The Young case illustrates the importance of a good-faith investigation and solid documentation.
When an employer receives a complaint regarding employee misconduct, experts say that HR has an obligation to take it seriously and, in some cases, undertake an investigation. While some things may be better left to attorneys, HR should feel free to conduct most investigations internally, Pavneet Singh Uppal and Shayna Balch, both partners at Fisher Phillips LLP, told attendees at a recent conference. The key, however, is a "good-faith" review.
This includes written documentation of every step taken, including the conclusion reached and the discipline doled out, the attorneys said. Whether HR is engaging in the interactive process of looking for a disability accommodation or investigating a sexual harassment claim, documentation continues to help employers successfully defend discrimination lawsuits.

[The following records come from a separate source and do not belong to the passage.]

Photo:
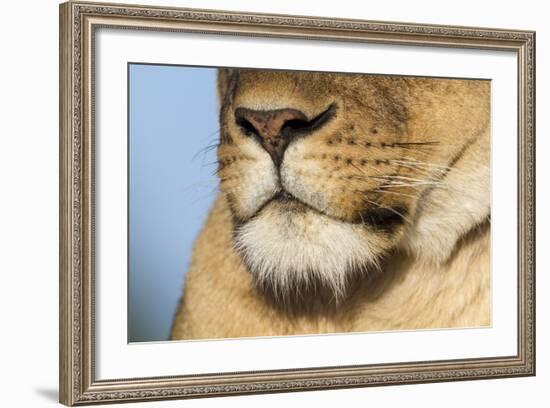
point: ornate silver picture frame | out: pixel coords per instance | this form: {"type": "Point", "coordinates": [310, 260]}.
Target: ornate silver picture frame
{"type": "Point", "coordinates": [79, 24]}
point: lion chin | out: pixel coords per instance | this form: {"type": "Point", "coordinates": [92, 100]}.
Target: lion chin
{"type": "Point", "coordinates": [290, 247]}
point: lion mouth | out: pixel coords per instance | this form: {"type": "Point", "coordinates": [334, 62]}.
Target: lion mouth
{"type": "Point", "coordinates": [379, 218]}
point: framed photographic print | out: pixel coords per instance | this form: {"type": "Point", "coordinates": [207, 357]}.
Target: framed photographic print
{"type": "Point", "coordinates": [261, 203]}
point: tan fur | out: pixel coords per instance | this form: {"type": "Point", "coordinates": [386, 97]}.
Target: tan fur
{"type": "Point", "coordinates": [430, 271]}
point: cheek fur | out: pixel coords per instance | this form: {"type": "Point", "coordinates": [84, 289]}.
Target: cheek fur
{"type": "Point", "coordinates": [248, 183]}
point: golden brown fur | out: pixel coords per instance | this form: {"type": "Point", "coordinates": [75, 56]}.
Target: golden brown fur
{"type": "Point", "coordinates": [392, 193]}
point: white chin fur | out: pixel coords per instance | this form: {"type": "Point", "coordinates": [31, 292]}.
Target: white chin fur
{"type": "Point", "coordinates": [285, 248]}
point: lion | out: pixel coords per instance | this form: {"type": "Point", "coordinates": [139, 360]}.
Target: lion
{"type": "Point", "coordinates": [347, 203]}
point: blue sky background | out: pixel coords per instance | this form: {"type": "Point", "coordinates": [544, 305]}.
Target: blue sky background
{"type": "Point", "coordinates": [173, 116]}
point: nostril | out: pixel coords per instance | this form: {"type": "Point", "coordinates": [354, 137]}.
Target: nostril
{"type": "Point", "coordinates": [269, 123]}
{"type": "Point", "coordinates": [246, 126]}
{"type": "Point", "coordinates": [274, 129]}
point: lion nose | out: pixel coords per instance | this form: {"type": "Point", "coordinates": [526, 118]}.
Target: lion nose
{"type": "Point", "coordinates": [273, 129]}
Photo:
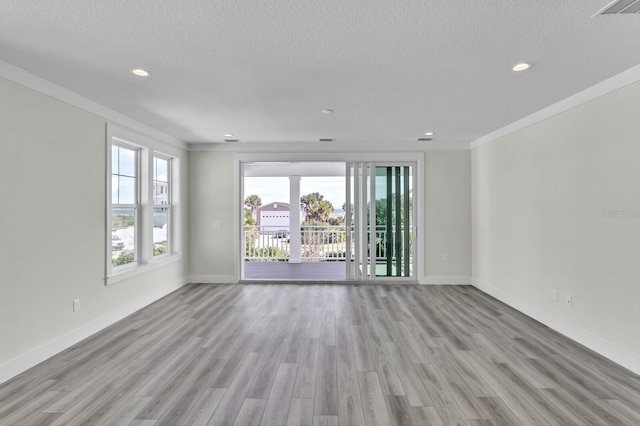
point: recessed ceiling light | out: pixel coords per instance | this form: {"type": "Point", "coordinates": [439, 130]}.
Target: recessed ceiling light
{"type": "Point", "coordinates": [521, 67]}
{"type": "Point", "coordinates": [140, 72]}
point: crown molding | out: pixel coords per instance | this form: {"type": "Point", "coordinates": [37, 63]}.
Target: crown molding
{"type": "Point", "coordinates": [618, 81]}
{"type": "Point", "coordinates": [39, 84]}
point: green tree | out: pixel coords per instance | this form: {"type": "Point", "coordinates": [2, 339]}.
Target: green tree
{"type": "Point", "coordinates": [248, 217]}
{"type": "Point", "coordinates": [253, 203]}
{"type": "Point", "coordinates": [316, 208]}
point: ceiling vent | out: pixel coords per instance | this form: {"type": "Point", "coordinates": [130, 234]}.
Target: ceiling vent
{"type": "Point", "coordinates": [619, 7]}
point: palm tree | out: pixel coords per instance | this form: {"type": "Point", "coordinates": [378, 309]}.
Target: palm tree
{"type": "Point", "coordinates": [253, 203]}
{"type": "Point", "coordinates": [316, 207]}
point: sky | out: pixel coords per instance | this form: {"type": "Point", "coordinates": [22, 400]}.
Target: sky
{"type": "Point", "coordinates": [272, 189]}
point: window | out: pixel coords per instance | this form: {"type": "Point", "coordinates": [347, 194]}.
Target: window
{"type": "Point", "coordinates": [124, 204]}
{"type": "Point", "coordinates": [142, 213]}
{"type": "Point", "coordinates": [161, 204]}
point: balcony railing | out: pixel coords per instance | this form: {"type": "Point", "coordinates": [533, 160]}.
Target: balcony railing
{"type": "Point", "coordinates": [318, 243]}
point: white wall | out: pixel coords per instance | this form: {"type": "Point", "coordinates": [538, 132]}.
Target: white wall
{"type": "Point", "coordinates": [213, 177]}
{"type": "Point", "coordinates": [447, 192]}
{"type": "Point", "coordinates": [214, 251]}
{"type": "Point", "coordinates": [52, 250]}
{"type": "Point", "coordinates": [539, 197]}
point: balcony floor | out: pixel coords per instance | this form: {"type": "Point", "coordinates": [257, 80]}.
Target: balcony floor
{"type": "Point", "coordinates": [306, 271]}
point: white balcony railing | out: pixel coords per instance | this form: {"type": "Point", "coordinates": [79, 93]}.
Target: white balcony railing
{"type": "Point", "coordinates": [318, 243]}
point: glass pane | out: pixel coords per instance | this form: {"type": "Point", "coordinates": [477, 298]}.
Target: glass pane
{"type": "Point", "coordinates": [114, 159]}
{"type": "Point", "coordinates": [160, 193]}
{"type": "Point", "coordinates": [114, 189]}
{"type": "Point", "coordinates": [161, 169]}
{"type": "Point", "coordinates": [127, 190]}
{"type": "Point", "coordinates": [127, 162]}
{"type": "Point", "coordinates": [123, 236]}
{"type": "Point", "coordinates": [160, 231]}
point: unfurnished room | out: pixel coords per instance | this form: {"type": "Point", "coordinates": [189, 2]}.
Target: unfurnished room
{"type": "Point", "coordinates": [319, 213]}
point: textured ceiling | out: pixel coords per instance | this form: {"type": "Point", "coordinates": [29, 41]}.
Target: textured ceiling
{"type": "Point", "coordinates": [263, 70]}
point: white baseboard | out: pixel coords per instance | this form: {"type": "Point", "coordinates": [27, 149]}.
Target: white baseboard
{"type": "Point", "coordinates": [212, 279]}
{"type": "Point", "coordinates": [444, 280]}
{"type": "Point", "coordinates": [595, 343]}
{"type": "Point", "coordinates": [24, 362]}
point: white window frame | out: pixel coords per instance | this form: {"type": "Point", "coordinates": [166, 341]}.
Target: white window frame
{"type": "Point", "coordinates": [147, 149]}
{"type": "Point", "coordinates": [168, 206]}
{"type": "Point", "coordinates": [135, 206]}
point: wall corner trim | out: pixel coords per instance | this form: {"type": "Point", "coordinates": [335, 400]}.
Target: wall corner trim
{"type": "Point", "coordinates": [39, 84]}
{"type": "Point", "coordinates": [27, 360]}
{"type": "Point", "coordinates": [595, 343]}
{"type": "Point", "coordinates": [212, 279]}
{"type": "Point", "coordinates": [618, 81]}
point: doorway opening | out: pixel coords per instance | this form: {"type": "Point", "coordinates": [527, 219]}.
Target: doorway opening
{"type": "Point", "coordinates": [328, 221]}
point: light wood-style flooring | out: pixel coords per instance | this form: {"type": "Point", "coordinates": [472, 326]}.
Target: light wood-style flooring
{"type": "Point", "coordinates": [300, 354]}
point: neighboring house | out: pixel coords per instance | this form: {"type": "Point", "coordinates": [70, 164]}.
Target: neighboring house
{"type": "Point", "coordinates": [273, 217]}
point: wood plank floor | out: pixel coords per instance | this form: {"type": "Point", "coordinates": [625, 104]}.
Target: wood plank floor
{"type": "Point", "coordinates": [294, 354]}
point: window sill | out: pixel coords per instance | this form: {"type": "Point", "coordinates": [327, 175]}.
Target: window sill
{"type": "Point", "coordinates": [130, 272]}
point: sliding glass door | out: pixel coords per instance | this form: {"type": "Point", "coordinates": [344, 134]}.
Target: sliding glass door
{"type": "Point", "coordinates": [380, 221]}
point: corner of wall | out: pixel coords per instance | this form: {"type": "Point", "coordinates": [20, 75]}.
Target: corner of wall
{"type": "Point", "coordinates": [595, 343]}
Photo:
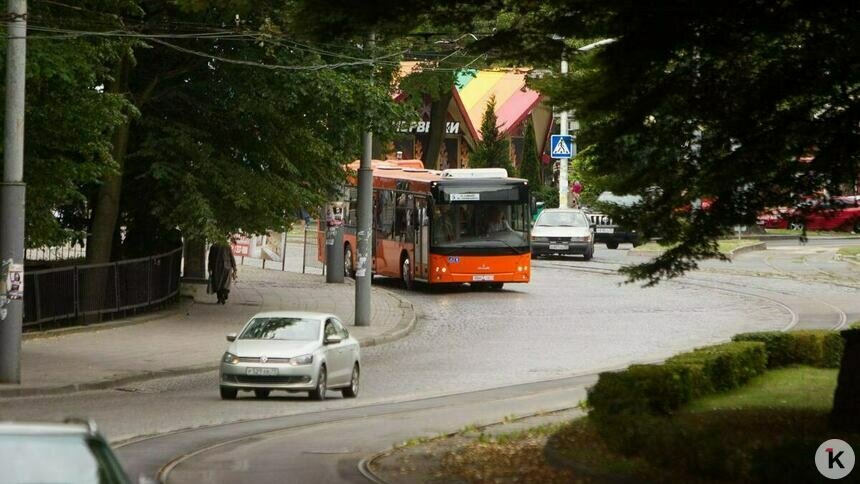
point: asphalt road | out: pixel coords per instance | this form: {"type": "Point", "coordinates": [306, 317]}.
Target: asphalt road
{"type": "Point", "coordinates": [575, 317]}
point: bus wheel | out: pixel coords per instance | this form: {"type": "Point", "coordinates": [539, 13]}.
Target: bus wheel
{"type": "Point", "coordinates": [406, 273]}
{"type": "Point", "coordinates": [348, 269]}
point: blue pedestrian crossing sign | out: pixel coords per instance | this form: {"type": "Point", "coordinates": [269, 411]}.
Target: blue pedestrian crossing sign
{"type": "Point", "coordinates": [561, 146]}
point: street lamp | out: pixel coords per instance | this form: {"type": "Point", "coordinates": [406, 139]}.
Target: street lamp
{"type": "Point", "coordinates": [565, 127]}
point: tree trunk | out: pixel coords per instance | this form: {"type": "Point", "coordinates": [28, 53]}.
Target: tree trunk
{"type": "Point", "coordinates": [195, 260]}
{"type": "Point", "coordinates": [846, 401]}
{"type": "Point", "coordinates": [438, 122]}
{"type": "Point", "coordinates": [106, 208]}
{"type": "Point", "coordinates": [96, 295]}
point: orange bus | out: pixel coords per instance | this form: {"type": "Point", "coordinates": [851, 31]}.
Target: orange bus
{"type": "Point", "coordinates": [444, 227]}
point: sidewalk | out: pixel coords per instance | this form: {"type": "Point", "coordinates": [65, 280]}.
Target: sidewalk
{"type": "Point", "coordinates": [191, 338]}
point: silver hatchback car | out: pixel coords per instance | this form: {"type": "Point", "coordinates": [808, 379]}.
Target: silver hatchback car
{"type": "Point", "coordinates": [292, 351]}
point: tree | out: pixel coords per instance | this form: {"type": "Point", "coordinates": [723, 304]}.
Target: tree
{"type": "Point", "coordinates": [69, 121]}
{"type": "Point", "coordinates": [530, 165]}
{"type": "Point", "coordinates": [493, 150]}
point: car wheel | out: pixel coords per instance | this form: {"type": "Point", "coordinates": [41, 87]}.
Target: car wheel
{"type": "Point", "coordinates": [406, 273]}
{"type": "Point", "coordinates": [352, 390]}
{"type": "Point", "coordinates": [318, 393]}
{"type": "Point", "coordinates": [348, 270]}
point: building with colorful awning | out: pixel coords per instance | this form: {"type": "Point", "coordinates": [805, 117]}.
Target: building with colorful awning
{"type": "Point", "coordinates": [471, 93]}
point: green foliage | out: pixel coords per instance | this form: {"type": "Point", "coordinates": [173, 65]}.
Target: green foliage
{"type": "Point", "coordinates": [530, 165]}
{"type": "Point", "coordinates": [68, 122]}
{"type": "Point", "coordinates": [725, 366]}
{"type": "Point", "coordinates": [493, 150]}
{"type": "Point", "coordinates": [663, 389]}
{"type": "Point", "coordinates": [819, 348]}
{"type": "Point", "coordinates": [214, 146]}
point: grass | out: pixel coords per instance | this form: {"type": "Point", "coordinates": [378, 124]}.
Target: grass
{"type": "Point", "coordinates": [798, 387]}
{"type": "Point", "coordinates": [726, 246]}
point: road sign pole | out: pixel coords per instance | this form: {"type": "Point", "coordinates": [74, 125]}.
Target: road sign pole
{"type": "Point", "coordinates": [12, 188]}
{"type": "Point", "coordinates": [564, 162]}
{"type": "Point", "coordinates": [363, 266]}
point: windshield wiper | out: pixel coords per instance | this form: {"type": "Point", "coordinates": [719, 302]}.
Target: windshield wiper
{"type": "Point", "coordinates": [502, 241]}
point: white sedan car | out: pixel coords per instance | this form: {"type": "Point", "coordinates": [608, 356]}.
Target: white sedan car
{"type": "Point", "coordinates": [292, 351]}
{"type": "Point", "coordinates": [562, 231]}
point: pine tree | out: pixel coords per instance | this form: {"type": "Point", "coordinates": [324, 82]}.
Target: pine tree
{"type": "Point", "coordinates": [530, 166]}
{"type": "Point", "coordinates": [493, 150]}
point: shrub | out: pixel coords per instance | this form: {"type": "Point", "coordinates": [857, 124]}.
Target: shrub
{"type": "Point", "coordinates": [641, 389]}
{"type": "Point", "coordinates": [725, 366]}
{"type": "Point", "coordinates": [662, 389]}
{"type": "Point", "coordinates": [819, 348]}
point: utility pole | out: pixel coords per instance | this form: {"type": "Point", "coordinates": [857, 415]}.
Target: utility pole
{"type": "Point", "coordinates": [12, 188]}
{"type": "Point", "coordinates": [564, 162]}
{"type": "Point", "coordinates": [364, 267]}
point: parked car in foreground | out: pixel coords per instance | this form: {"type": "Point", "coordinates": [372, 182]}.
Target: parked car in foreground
{"type": "Point", "coordinates": [292, 351]}
{"type": "Point", "coordinates": [562, 231]}
{"type": "Point", "coordinates": [72, 452]}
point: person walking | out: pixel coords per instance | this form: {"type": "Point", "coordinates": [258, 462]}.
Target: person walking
{"type": "Point", "coordinates": [222, 271]}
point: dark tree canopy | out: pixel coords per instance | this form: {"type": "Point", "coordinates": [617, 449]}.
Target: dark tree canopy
{"type": "Point", "coordinates": [696, 100]}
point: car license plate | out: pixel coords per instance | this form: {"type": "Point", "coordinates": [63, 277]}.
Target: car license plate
{"type": "Point", "coordinates": [256, 371]}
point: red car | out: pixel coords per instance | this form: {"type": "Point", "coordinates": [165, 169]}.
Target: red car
{"type": "Point", "coordinates": [833, 214]}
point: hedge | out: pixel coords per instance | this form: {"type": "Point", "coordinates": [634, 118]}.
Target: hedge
{"type": "Point", "coordinates": [819, 348]}
{"type": "Point", "coordinates": [662, 389]}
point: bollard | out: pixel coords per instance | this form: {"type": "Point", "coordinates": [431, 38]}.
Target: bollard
{"type": "Point", "coordinates": [334, 254]}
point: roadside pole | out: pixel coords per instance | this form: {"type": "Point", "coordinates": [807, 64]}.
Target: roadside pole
{"type": "Point", "coordinates": [364, 236]}
{"type": "Point", "coordinates": [12, 188]}
{"type": "Point", "coordinates": [563, 162]}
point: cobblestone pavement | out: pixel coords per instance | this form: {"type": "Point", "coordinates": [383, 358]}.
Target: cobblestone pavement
{"type": "Point", "coordinates": [566, 321]}
{"type": "Point", "coordinates": [192, 338]}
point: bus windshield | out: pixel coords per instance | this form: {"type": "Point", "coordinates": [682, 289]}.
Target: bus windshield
{"type": "Point", "coordinates": [499, 227]}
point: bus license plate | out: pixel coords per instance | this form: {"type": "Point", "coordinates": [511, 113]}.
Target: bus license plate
{"type": "Point", "coordinates": [256, 371]}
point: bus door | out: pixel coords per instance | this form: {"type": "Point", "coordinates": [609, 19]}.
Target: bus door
{"type": "Point", "coordinates": [422, 237]}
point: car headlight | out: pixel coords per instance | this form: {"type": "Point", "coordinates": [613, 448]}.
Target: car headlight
{"type": "Point", "coordinates": [302, 360]}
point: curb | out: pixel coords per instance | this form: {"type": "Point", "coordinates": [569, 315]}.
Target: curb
{"type": "Point", "coordinates": [731, 254]}
{"type": "Point", "coordinates": [406, 324]}
{"type": "Point", "coordinates": [745, 249]}
{"type": "Point", "coordinates": [183, 304]}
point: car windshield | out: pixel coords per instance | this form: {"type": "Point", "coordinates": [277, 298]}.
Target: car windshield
{"type": "Point", "coordinates": [561, 219]}
{"type": "Point", "coordinates": [70, 459]}
{"type": "Point", "coordinates": [280, 328]}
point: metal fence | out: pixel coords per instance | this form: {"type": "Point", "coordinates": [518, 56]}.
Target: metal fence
{"type": "Point", "coordinates": [298, 253]}
{"type": "Point", "coordinates": [66, 252]}
{"type": "Point", "coordinates": [65, 295]}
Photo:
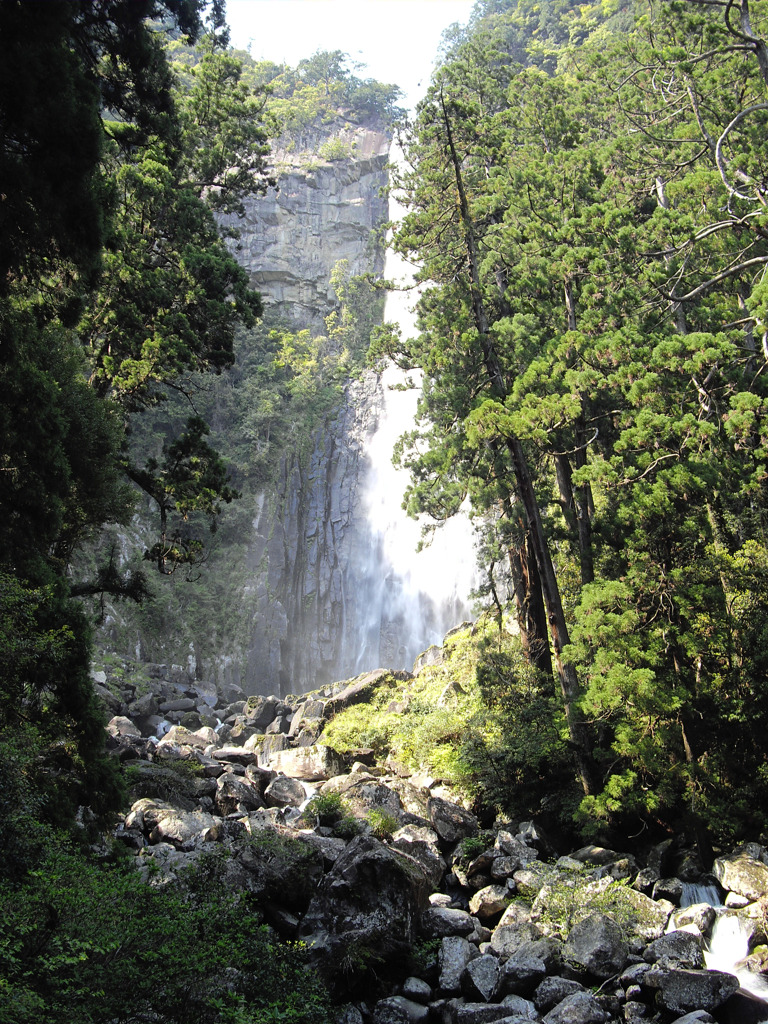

And while employers may be wary of doling out discipline if they know a discrimination charge is on the horizon, employment law attorneys say it’s best to have policies and enforce them evenly. The situation often arises when an employee with a disability discloses an impairment as a defense to discipline, or when an employee's misconduct is discovered because of his or her family or medical leave. Experts say it may be worth taking a second look to ensure everything is above board, but courts continue to hold that a discrimination claim can't insulate an employee from discipline.